Summer solstice is right around the corner. I have mixed feelings about the longest day of the year, the changing of the seasons. On one hand, the summer solstice is the one day of the year with the most hours of sunlight – a positive, solar-charged, illuminating event. However, it is the longest day of the year – and the word “longest” has never impressed me. World’s longest limo, world’s longest hot dog, world’s longest tapeworm … these translate as “impossible turning radius,” “indigestion,” and “gross.” The word “longest” is laden with a long list of negative connotations. At the end of a tortuous mind-numbing work or travel day, no one says, “That was the longest day,” with any modicum of enthusiasm. I’ll have to travel to the southern hemisphere to celebrate the winter solstice, I suppose.
A tragic thing that more than one person has said to me is, “I don’t believe in the solstice.” Instead of patiently explaining how a spherical Earth rotates around the sun, I usually just reply, “Don’t say that out loud, it makes you look stupid.” Here we live in the age of information and Google and someone doesn’t believe in a physical event they can view with their own eyes. I hope they are enjoying their foot-long hotdog on the longest day of the year.

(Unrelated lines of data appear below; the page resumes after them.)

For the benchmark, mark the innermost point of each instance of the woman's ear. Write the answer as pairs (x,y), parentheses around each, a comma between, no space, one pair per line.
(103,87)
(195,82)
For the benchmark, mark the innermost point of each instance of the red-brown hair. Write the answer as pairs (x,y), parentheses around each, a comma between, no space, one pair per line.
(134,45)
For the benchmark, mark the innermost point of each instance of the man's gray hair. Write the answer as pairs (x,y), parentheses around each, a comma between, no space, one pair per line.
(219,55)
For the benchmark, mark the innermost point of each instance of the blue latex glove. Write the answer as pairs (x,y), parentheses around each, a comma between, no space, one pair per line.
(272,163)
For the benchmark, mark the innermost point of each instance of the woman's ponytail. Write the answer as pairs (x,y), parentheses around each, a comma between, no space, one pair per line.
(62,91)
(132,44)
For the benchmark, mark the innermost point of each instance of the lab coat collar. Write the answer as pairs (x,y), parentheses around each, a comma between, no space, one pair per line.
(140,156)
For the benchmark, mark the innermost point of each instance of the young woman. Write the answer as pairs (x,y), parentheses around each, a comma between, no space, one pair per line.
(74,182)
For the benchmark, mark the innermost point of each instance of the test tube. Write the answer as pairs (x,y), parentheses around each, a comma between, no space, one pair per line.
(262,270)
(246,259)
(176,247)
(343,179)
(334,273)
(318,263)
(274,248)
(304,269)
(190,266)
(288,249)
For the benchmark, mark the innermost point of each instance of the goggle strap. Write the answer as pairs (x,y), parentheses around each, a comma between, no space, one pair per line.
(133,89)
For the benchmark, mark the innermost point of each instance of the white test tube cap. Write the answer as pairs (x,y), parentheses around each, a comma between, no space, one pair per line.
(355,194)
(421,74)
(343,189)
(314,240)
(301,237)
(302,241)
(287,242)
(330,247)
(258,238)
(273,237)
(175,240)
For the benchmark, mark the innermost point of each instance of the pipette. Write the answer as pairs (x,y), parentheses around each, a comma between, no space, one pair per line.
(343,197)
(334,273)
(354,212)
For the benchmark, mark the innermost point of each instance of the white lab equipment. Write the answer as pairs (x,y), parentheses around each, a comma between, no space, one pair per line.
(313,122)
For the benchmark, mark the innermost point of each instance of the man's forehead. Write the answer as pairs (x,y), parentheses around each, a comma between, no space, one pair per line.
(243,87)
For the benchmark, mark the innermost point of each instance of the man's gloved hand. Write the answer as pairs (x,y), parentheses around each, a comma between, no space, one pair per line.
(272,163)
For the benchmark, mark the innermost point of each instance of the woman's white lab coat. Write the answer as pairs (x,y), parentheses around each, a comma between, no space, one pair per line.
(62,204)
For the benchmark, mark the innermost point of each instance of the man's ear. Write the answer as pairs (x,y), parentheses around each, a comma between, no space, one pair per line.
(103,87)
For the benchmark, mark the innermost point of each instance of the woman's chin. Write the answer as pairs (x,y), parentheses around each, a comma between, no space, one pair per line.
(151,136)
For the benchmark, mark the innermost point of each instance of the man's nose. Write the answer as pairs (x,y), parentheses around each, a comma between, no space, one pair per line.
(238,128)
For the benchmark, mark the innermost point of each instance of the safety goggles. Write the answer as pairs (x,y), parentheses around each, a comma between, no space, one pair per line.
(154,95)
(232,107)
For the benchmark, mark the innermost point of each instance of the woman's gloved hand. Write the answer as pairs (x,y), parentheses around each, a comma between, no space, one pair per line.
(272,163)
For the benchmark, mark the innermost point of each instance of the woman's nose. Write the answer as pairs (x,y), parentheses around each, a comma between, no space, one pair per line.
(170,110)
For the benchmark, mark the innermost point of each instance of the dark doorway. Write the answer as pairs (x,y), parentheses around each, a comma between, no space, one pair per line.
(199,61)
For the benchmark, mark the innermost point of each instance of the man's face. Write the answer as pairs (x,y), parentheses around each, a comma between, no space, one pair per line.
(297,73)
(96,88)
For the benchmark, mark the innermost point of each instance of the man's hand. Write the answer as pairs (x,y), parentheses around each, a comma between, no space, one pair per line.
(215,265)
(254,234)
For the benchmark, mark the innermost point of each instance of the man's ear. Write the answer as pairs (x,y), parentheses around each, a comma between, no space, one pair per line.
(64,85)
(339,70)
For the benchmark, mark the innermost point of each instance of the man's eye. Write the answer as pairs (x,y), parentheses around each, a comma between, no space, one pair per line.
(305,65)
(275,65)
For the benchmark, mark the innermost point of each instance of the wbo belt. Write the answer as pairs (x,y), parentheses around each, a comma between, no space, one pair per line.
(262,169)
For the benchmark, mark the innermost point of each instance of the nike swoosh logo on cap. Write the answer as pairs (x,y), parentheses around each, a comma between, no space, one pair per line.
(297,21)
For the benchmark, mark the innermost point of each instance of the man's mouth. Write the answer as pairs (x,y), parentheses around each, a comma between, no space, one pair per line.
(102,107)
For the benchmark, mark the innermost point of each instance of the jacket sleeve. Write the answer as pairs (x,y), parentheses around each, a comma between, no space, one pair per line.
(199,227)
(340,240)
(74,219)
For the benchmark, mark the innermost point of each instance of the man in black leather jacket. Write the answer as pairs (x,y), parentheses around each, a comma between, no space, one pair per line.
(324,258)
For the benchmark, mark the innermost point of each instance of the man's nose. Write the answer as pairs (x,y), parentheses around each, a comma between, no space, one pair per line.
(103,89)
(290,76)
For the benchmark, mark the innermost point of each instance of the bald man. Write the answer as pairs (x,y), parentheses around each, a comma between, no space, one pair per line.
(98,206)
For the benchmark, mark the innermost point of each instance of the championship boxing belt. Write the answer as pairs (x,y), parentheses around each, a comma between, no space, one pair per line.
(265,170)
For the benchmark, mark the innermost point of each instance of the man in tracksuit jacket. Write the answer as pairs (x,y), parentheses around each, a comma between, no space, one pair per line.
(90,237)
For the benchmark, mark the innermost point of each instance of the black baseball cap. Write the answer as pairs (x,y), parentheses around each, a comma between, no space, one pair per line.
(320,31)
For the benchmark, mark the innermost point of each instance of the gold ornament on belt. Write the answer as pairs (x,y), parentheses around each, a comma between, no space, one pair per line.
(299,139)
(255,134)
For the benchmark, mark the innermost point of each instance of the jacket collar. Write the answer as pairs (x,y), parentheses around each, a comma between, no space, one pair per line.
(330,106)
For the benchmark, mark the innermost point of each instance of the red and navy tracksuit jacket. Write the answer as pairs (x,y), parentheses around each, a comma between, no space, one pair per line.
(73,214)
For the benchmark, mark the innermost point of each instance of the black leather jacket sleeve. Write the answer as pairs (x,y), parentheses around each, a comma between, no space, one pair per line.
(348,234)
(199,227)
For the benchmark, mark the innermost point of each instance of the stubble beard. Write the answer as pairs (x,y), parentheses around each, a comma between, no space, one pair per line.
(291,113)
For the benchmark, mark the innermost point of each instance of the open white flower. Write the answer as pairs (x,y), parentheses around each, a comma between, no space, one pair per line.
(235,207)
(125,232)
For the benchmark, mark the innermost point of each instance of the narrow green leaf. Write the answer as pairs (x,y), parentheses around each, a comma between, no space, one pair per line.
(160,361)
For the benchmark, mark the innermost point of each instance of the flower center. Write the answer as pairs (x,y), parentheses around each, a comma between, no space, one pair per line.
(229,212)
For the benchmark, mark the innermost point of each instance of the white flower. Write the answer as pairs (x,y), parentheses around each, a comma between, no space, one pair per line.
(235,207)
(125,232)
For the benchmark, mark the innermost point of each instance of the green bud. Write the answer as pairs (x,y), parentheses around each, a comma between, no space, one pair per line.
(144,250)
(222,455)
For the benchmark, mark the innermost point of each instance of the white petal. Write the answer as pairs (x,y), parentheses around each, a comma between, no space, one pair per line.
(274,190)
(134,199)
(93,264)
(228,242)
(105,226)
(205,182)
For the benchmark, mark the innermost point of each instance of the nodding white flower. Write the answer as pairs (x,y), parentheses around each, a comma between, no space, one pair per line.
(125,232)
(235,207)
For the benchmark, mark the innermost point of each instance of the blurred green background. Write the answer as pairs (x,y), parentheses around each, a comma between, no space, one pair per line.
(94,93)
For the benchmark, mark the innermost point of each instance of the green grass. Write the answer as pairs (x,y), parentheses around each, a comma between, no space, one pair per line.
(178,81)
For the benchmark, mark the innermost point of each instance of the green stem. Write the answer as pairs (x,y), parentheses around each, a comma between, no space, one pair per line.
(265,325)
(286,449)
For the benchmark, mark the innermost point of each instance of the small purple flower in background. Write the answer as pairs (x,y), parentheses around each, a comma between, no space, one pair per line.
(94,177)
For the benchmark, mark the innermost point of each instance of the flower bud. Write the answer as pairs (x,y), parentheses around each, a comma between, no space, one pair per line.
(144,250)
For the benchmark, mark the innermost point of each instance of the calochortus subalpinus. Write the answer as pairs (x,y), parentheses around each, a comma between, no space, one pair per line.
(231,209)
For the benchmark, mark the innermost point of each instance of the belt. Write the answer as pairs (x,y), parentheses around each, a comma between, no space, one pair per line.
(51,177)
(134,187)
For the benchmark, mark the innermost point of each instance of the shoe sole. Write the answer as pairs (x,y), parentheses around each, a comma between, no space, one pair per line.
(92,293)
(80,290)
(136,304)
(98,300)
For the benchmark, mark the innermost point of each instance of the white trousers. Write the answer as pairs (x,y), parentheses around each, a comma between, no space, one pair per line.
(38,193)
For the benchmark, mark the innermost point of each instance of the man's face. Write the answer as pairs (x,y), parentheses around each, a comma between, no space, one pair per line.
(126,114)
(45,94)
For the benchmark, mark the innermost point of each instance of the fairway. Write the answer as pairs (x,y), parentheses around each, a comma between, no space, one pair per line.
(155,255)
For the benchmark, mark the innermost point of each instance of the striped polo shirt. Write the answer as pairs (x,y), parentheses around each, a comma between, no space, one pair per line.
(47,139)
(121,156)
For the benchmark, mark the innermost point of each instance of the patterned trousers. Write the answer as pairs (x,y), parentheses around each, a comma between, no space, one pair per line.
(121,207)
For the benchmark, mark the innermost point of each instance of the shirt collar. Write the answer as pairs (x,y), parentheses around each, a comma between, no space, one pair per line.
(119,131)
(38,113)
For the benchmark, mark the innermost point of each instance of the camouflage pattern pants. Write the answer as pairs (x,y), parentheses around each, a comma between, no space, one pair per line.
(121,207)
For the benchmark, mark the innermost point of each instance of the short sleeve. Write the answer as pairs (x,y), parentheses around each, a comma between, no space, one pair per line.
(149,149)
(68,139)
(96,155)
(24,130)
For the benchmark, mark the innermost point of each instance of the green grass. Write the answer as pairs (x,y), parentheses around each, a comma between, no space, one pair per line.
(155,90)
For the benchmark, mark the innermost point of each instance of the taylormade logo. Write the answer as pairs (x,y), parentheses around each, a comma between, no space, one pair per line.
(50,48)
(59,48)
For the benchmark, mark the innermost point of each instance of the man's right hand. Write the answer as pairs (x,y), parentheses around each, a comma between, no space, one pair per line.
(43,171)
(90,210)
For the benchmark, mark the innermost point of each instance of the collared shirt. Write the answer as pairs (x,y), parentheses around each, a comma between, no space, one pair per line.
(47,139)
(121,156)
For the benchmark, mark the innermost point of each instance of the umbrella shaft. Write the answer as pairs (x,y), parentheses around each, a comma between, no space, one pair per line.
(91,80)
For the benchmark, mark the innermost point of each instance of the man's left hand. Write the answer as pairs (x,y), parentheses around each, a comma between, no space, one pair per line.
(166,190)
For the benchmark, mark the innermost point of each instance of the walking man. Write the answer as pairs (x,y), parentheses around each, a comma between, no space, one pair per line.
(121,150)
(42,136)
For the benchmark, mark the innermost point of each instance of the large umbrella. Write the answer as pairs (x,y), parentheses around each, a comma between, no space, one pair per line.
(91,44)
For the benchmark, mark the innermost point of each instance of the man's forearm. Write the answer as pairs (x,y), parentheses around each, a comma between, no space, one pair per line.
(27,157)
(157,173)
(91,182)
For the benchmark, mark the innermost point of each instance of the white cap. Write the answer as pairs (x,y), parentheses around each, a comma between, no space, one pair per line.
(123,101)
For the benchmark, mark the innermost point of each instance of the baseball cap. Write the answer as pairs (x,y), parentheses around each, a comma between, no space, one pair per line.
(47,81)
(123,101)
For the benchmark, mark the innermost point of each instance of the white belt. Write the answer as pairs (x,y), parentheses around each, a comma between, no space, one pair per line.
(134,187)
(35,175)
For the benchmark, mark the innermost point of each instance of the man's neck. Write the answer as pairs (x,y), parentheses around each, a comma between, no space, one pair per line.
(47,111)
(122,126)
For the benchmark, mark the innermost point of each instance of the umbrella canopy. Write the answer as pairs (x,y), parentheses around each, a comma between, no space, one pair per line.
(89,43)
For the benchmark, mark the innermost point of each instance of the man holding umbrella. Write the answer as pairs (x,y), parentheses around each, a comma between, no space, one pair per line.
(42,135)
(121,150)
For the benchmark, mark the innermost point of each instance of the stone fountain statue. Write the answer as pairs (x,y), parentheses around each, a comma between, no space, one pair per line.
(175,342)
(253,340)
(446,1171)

I must admit that any wondrous reminder that we are the smallest part of large universe fills me with joy. Our tiny green-and-blue rock is situated in the most perfect position of all the planets to receive just enough light and warmth to foster life, but not to toast our existence into burnt bits.
Speaking of burnt toast, sometime between June and July is the 66-million-year anniversary of when an asteroid toasted the dinosaurs. Based on analysis of pollen in fossils found at the impact site, scientists know that the asteroid impact occurred between the flowering of lotus and water lilies.
Perhaps on this very day, 66 million years ago, a 6-mile wide asteroid named Baptistina hurtled towards Earth at 20,000 miles an hour and barreled into the surface. The impact liquified rock, which turned into steam. The resulting plume exploded into space, and then cooled and re-condensed into tiny droplets of glass. The hell balls spread out through the atmosphere and creating the greatest meteor shower no one has ever seen, except for the dinosaurs in a few hot moments. You can see these glass balls, aka pseudomorphed tektites, embedded in a patch of mudstone from the Powder River Basin in Wyoming. All the details can be heard in “Dinopocalypse Redux,” a RadioLab podcast found here: www.wnycstudios.org/story/dinopocalypse-redux.
Happy Asteroid Anniversary season, and Happy Solstice!